Is there any sanction factor? There may be some, but the cessation of the project is not direct.

It's very simple. When the OPPO project started, the United States had already imposed sanctions on Huawei. OPPO executives would not have made a serious mistake in judging this matter. If that's the reason, then the entire group's executives should step down as soon as possible.

As for Qualcomm's small report? First of all, can Zheku's project surpass MediaTek's 4NM Tianji series? If not, Qualcomm will not take Zheku seriously.


There are also Samsung and MediaTek processors in the market, but there are still many domestic companies, not just Huawei. Qilin was sanctioned because its performance has partially surpassed Qualcomm's, affecting Qualcomm's business. Therefore, sanctions not only benefit Qualcomm, but also have a greater impact on Huawei.

However, what threat will Zheku, a small company that has just entered the streaming stage, pose to Qualcomm? Qualcomm started by making chips and didn't know the risks involved?

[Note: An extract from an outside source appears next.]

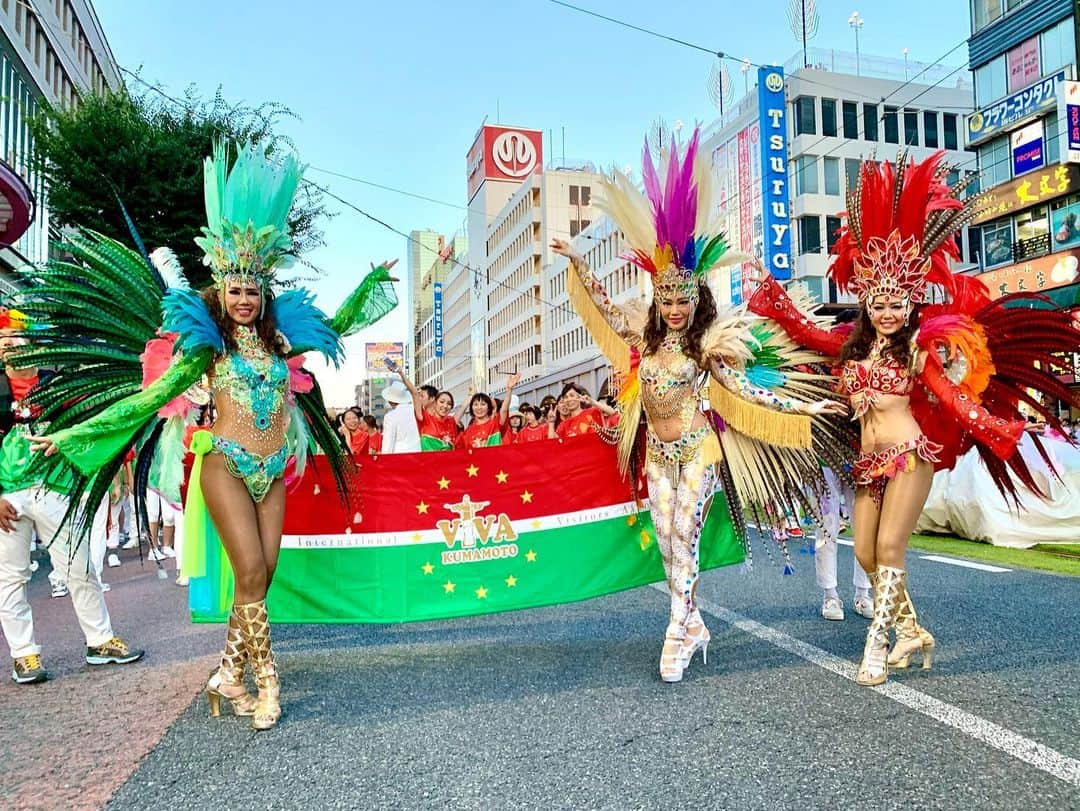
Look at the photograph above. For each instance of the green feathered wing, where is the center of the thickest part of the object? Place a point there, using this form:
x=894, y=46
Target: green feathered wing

He can look at Zheku and say no to himself.

For OPPO, the risk of sanctions certainly exists, but this is not the main factor.

When no one else was ready for sanctions, OPPO couldn't hold out on its own.

For private enterprises, the primary task is to survive, then to make money, and the third is to engage in research and development.

The prerequisite for conducting research and development is that you can make money. If you can't make any money, no matter how much you invest in the early stage, you need to stop losing immediately.

To put it bluntly, it's not easy for OPPO to earn 10 billion from selling smartphones, but it's not difficult to make chips and burn 10 billion.